The Value of Clean Water: A Superior Perspective
What’s water worth? It’s a frequent topic of conversation in my professional circles and perhaps yours as well. The people of Bayfield, WI probably aren’t used to thinking about this question in quite the same way that it gets asked at Wingspread, but I think they have a fundamental understanding that clean water drives their economy. My husband Marc and I have been up here for a long weekend to celebrate our anniversary, having dropped off our second (and last) child at the University of Wisconsin – Madison, thus placing us officially into the ‘empty nester’ demographic, and giving us an excuse for a little getaway.
Bayfield sits along Lake Superior in Wisconsin’s northwestern corner, about 6 ½ hours from our home in Wauwatosa, and is the launching point for exploring the Apostle Islands National Lakeshore. The economy of this picture-perfect region is integrally tied to its natural resources. Even those who never get out of their car would be hard pressed to ignore the importance of water here: marinas, kayak outfitters, sailboat charters, lodging, lakefront property sales, etc. The smoked fish shop’s marketing material has charts comparing the levels of PCBs, mercury, and other such nasties in Lake Superior fish with fish taken from other regions, clearly letting the consumer know that their product is ‘superior’ because of the clean water the fish came from.
Kayaking, though not for everyone, is one of the reasons that Marc and I were here.

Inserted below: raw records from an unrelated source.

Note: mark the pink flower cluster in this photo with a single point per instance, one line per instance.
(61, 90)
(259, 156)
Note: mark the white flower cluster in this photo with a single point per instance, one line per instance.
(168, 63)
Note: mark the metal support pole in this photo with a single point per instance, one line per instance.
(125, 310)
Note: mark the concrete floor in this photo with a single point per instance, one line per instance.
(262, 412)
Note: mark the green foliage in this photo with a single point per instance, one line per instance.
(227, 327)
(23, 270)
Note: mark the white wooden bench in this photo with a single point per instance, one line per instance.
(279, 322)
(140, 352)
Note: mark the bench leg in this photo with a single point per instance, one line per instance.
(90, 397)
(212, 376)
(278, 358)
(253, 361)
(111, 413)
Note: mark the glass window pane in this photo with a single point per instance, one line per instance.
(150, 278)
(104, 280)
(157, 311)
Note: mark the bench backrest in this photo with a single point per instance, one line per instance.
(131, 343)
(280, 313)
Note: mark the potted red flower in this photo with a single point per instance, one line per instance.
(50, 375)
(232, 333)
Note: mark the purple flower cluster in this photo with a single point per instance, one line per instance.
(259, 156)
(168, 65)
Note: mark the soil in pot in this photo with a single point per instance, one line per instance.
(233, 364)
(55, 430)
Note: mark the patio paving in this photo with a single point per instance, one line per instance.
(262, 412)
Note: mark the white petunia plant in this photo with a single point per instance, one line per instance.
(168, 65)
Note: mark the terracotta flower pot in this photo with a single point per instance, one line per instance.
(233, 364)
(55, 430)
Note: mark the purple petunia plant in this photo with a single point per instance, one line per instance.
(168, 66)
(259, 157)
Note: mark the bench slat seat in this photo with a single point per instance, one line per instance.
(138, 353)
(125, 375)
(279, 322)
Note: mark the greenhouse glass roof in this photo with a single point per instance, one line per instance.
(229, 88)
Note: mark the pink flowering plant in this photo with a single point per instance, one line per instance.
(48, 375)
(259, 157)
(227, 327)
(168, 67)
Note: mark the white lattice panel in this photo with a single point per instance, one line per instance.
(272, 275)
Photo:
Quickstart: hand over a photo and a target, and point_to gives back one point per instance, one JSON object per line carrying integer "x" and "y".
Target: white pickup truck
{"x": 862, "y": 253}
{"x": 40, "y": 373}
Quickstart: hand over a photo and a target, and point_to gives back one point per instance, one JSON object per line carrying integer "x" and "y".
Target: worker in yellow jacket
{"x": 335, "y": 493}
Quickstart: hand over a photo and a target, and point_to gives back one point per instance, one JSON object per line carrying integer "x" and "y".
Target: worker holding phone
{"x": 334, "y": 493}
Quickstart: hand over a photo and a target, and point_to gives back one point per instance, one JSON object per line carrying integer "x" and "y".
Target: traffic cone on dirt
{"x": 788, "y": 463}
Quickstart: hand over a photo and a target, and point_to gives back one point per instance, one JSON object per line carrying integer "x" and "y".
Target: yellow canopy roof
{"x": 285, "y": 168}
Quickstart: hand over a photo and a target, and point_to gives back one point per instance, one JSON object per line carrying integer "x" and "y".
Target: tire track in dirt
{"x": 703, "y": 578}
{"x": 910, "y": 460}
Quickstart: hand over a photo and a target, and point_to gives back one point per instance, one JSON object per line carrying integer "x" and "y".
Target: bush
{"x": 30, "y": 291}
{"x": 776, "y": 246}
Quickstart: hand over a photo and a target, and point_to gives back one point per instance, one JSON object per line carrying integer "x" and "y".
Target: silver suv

We’d been wanting to see the region’s sea caves about a dozen miles west of Bayfield ever since our initial trip last year was cut short by a family emergency, and finally our chance had arrived. Sunday morning we drove out to Meyers Beach, a staffed parking area, and made it past the National Park Service rangers whose job seems to be to try to scare people away. On this particular day, scare tactics hardly seemed necessary: the winds were calm, the sky was blue, and the waters were cold but crystal clear.
The outing was all we hoped for. Having been to Pictured Rocks National Lakeshore on Michigan’s Upper Peninsula, about 250 miles east, I was expecting the beauty and the serenity. The ‘caves’ are carved out of a red sandstone, and can be seen on many of the islands, but our morning’s destination was the rocky shoreline of the mainland which has a mile or so of these caves. Just being on the lake was enough to make the trip worthwhile, but the beauty of the carved rocks, and the bass-heavy symphony that the waves played as they trapped and released air from the smaller openings was what attract visitors from far and wide. The wildlife ranging from the large green dragonfly we saw resting in the shade of a cave, to the lone Bald Eagle soaring overhead, and the Common Loons rafting up to prepare for their winter migration were bonuses. We didn’t see any fish, which is itself kind of interesting, but that will have to wait for another blog.
So would this have been as memorable a trip if the water didn’t have 60-feet of visibility? If Cladophora caked the shoreline, would I have driven 300 miles for the experience? Would we be pumping hundreds of dollars a day into the local economy? Would we be planning our next trip? Would we be telling our friends and family to come up here and enjoy the same? The answer to all of those questions is the same – No. But is it clear that superior water brings value to this community’s economy? Absolutely.